Le commerce des noms de domaine Internet va bon train. Certains réservent à tour de bras les noms au suffixe .ch. Objectif de ce domain grabbing (de l’anglais to grab = saisir): les revendre au plus offrant ou profiter de leur notoriété (pour les marques ou entreprises de renom) pour attirer les surfeurs sur ses propres pages Web. C’était aussi le but des responsables de Websidestory, un groupe d’étudiants désireux de se lancer dans le développement de sites Internet. Ils ont enregistré à leur compte plusieurs noms, dont mcdonald.ch, misterminit.ch, paramedical.ch et pioneer.ch. Enregistrement effectué chez Switch (www.switch.ch), l’organisme responsable de l’attribution et de la gestion des noms de domaines suisses et du Liechtenstein (extension .ch et .li).
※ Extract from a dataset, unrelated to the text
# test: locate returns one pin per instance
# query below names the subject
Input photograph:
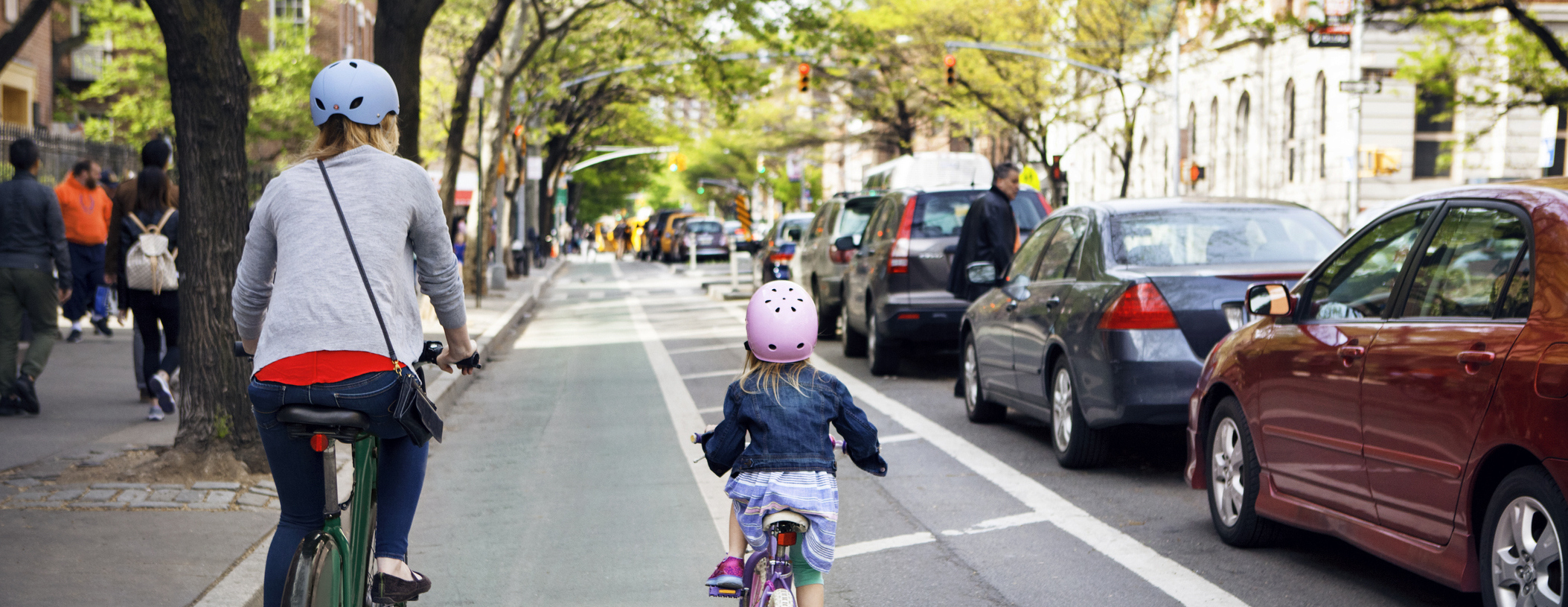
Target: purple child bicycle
(769, 576)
«Quelques semaines plus tard, Switch m’a envoyé un e-mail, notant que Pioneer était une marque et qu’on nous retirait l’adresse, raconte l’un des étudiants. Au téléphone, Michel Sommer, un collaborateur de Switch m’a expliqué qu’à cause d’un problème technique, six personnes avaient pu enregistrer ce nom en même temps, mais qu’il avait été attribué au premier qui l’avait fait.» Soit à la société Sacom à Bienne, distributeur officiel de Pioneer en Suisse. Contacté par Bon à Savoir, Michel Sommer explique que cet incident était dû au fait que Sacom avait d’abord omis de confirmer l’enregistrement du nom.
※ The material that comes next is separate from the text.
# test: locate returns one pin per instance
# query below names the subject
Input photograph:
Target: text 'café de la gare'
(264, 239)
Mais notre jeune lecteur ne peut s’empêcher de se demander si Switch n’aurait pas prétexté ce problème par intérêt financier propre. La réponse est non, car l’institution ne revend pas d’adresses. Et prélève d’ailleurs les mêmes taxes (80 fr. pour l’enregistrement et 48 fr. de taxe annuelle) et applique les mêmes règles à chaque inscription, qu’elle provienne d’entreprises ou de particuliers.
Premier servi
En principe, un nom de domaine revient au premier qui l’enregistre. Switch ne contrôle pas s’il peut y prétendre légitimement et ne peut intervenir en cas de litige. Mais elle peut adresser des avertissements en cas de conflit de dénomination probable. Le requérant doit alors confirmer sa demande pour que l’enregistrement devienne effectif.
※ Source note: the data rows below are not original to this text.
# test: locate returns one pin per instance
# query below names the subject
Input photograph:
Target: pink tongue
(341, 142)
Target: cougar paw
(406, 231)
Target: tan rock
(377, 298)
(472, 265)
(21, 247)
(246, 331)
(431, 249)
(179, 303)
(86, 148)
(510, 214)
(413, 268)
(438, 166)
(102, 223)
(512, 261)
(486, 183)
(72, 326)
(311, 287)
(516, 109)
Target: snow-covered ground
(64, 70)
Switch lance ces avertissements lors de l’enregistrement de noms connus (marques, entreprises, etc.), ou de noms de communes politiques suisses (par exemple lausanne.ch), réservés aux seules municipalités. Un droit dont les autorités cantonales, elles, ne bénéficient que pour les abréviations (fr.ch, vd.ch, zh.ch, etc.), mais pas pour le canton écrit en toutes lettres. Ainsi tessin.ch a été attribué à une personne privée et vaud.ch à des entreprises.
Les noms de domaine sont aussi soumis au droit suisse (protection des marques, concurrence déloyale, etc.). A moins d’un arrangement à l’amiable, il faut donc s’adresser à un tribunal en cas de litige. Les différends concernant des noms de domaine de premier niveau (.com, .org, etc.) sont quant à eux réglés par le Centre d’arbitrage et de médiation de l’Organisation mondiale de la propriété intellectuelle (http://
arbiter.wipo.int) à Genève.
Jurisprudence exemplaire
En Suisse, la jurisprudence est encore rare. Mais le Tribunal fédéral vient de prononcer un arrêt concernant un nom de domaine (4C.
450/1999 du 2.5.2000) et de débouter la société de développement de sites Internet Kaformatik SA. Celle-ci avait enregistré à son compte le domaine www.berneroberland.ch. Sur plainte de l’Association du tourisme de l’Oberland bernois, le tribunal cantonal du commerce de Berne avait condamné la société à restituer ce nom, en invoquant la loi sur la concurrence déloyale. Jugement confirmé par le TF. Motif: le public associe l’Oberland bernois à une région déterminée et à une offre touristique. Le nom de domaine doit donc revenir en priorité à un organisme de promotion de la région, et non à une société d’informatique, même si elle a réservé le domaine en premier. Pour l’un des juges, «il faut lutter contre les parasites qui accaparent des noms de lieu ou de manifestation».